D'une voix polie, posée mais ferme, il entretient plusieurs conversations en même temps :
— Je crains qu'on ne remette au numéro du mois prochain, l'article sur les Ouïgours au Xinxiang. Les réseaux sociaux s'agitent sur le sujet, les Chinois font pression par tous les moyens, il serait judicieux d'attendre sauf si on veut enfoncer le clou...Ouais, on se donne un peu de temps pour réfléchir, c'est ça...A plus...
— Allo, ouais, ça va ? ...Justement, je crois que j'ai le bon gars pour JG...c'est presque fait, t'inquiète ! Je sais, il faut pas louper le coche, pour une fois que ce mec admet un journaliste de News-World dans sa cour, faut pas louper le truc, je te rappelle...
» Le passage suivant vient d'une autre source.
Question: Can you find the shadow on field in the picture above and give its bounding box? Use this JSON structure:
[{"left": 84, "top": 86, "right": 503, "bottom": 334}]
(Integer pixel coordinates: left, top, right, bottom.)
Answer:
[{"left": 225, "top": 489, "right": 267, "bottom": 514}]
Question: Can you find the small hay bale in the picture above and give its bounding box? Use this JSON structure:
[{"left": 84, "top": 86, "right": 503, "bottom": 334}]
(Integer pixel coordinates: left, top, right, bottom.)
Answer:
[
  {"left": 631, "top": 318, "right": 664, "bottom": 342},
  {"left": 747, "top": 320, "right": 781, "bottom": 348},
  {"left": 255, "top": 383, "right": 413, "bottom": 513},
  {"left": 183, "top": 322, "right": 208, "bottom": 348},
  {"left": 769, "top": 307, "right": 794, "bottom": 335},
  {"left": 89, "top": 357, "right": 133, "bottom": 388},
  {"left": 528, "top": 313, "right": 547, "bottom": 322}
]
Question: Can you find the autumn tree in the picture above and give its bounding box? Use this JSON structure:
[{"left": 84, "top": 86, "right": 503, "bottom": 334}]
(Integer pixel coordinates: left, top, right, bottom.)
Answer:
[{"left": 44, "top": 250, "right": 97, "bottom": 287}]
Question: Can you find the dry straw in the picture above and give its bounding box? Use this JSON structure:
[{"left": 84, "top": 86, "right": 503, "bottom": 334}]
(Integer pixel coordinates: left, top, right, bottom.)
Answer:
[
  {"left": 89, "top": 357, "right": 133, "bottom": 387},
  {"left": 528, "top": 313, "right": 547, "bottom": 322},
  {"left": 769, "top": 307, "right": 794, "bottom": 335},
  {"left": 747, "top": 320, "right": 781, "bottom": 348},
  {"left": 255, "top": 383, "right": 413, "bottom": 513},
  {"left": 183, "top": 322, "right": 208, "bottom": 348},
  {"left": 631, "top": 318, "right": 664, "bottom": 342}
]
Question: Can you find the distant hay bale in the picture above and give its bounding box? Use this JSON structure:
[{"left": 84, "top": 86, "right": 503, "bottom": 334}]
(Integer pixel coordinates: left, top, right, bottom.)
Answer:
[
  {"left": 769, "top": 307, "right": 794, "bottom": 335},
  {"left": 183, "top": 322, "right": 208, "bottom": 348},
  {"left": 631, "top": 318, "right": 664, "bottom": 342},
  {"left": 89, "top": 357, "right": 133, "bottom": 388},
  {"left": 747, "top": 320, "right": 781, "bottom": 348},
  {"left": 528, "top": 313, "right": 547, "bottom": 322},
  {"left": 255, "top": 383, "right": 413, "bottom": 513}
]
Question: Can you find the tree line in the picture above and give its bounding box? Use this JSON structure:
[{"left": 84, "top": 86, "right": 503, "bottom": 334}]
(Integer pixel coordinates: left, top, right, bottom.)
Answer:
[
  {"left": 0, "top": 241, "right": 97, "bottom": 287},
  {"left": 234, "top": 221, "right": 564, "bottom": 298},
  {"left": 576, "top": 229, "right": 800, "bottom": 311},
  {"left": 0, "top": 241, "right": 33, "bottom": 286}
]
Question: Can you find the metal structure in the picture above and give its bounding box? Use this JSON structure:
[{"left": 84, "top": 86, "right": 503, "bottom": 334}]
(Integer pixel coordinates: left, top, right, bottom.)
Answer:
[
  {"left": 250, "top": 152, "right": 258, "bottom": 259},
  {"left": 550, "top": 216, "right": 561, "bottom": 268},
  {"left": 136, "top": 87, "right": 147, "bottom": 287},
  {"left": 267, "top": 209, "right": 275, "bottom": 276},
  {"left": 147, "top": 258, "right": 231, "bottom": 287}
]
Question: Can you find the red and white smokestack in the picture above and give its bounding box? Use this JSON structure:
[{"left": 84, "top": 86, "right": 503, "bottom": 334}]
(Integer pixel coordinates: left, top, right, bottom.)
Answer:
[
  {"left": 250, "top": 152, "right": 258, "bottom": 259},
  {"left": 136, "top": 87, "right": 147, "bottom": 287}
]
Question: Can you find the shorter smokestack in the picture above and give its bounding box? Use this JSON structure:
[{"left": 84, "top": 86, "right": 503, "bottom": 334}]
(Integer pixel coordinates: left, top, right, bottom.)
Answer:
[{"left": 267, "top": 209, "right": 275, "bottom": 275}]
Enfin il s'écroule sur le canapé en face de moi, tandis que j'allume une cigarette. Les lieux où c'est encore permis sont tellement rares que je ne rate pas une occasion. En souriant il lance :
— Je ne sais pas si tu as deviné, mais le bon gars, c'est toi !
— Moi, faire un reportage sur JG ? Tu déconnes ?
— Non pas du tout...
— Mon truc c'est plutôt le marginal, le border line, pas l'industrie 2.0 du capitalisme à outrance avec la politique qui va avec ! D'ailleurs, je peux pas le blairer ! Comment peux-tu penser une seconde à me coller dans les pattes de ce Super Business man.

Brad a ses petits yeux pétillants :
— Et bien voila, tu viens d'énoncer toi-même la raison de mon choix, je préfère envoyer un mec qui, à priori est déjà contre...Tu vois ce que je veux dire, quand tu t'opposes, tu es plus critique, tu observes mieux parce que tu cherches les failles, le revers de la médaille, tu te laisses moins embobiner...
Songeur, je laisse passer quelques minutes avant qu'il ne me relance :
— Bon alors ? C'est oui ?

Il lève sa main en l'air vers moi, je toppe ! C'est ok. Il se lève et se dirige vers son bureau en roulant des mécaniques, attrape une enveloppe kraft épaisse qu'il me tend :
— Tiens, tout est préparé là-dedans, il t'attend demain à 9h dans son super labo ! Des questions ?
Brad va vite, ne s'embarrasse pas des détails, mais il a une bonne équipe et ses dossiers sont préparés avec minutie. Alors je réponds :
— Non, je vais lire tes infos.
— Ok, salut mec, tiens-moi au jus...

Je n'ai pas encore tourné les talons que la sonnerie de deux de ses portables retentit. La porte se referme derrière moi face au palier où attendent trois personnes devant l'ascenseur que j'ignore, et dévale les escaliers. Une fois dehors, je m'arrête cent mètres plus bas à la terrasse du café au coin de la rue où j'ai mes habitudes, prends place, allume une cigarette et déballe le contenu de l'enveloppe.

D'abord une photo de JG prise il y a deux mois, lorsqu'il a été sacré « homme de l'année », où il figure de plain-pied : bien bâti, allure élancée dans un polo et un jean bleu ciel assortis à ses yeux de dominateur, tempes grisonnantes pour ne pas paraitre trop jeune, sourire de killer à la dentition parfaite. Il est le pur produit représentatif de sa boite.

Une voix m'interpelle :
— Salut Dany, un demi ?
C'est le patron. Il s'approche de moi, éponge et torchon à la main, se met à essuyer la table avant d'y poser un cendrier.
— C'est ta nouvelle cible ?
— Ne t'avise pas de regarder dis-je en rangeant les photos...Oui un demi, s'il te plait.
— Ah ah ! C'est ton prochain scoop ?
— Qui sait ?

Dés qu'il a tourné le dos, je pioche à nouveau dans le tas de documents.
Une photo de sa femme, Melody, une brune à la bouille ronde et aux cheveux courts dont les yeux verts en amande sont tristes et attendrissants. Bien qu'elle soit petite, ses attaches fines la rendent mince dans sa robe noire moulante. Elle serait très sexy si elle n'était pas affublée de trois morveux à ses pieds, enfants gâtés aux airs supérieurs à qui je donnerais volontiers des claques. S'il le faut, je suis prêt à sacrifier mon corps pour la consoler, en échange de confidences juteuses par exemple, mais n'anticipons pas.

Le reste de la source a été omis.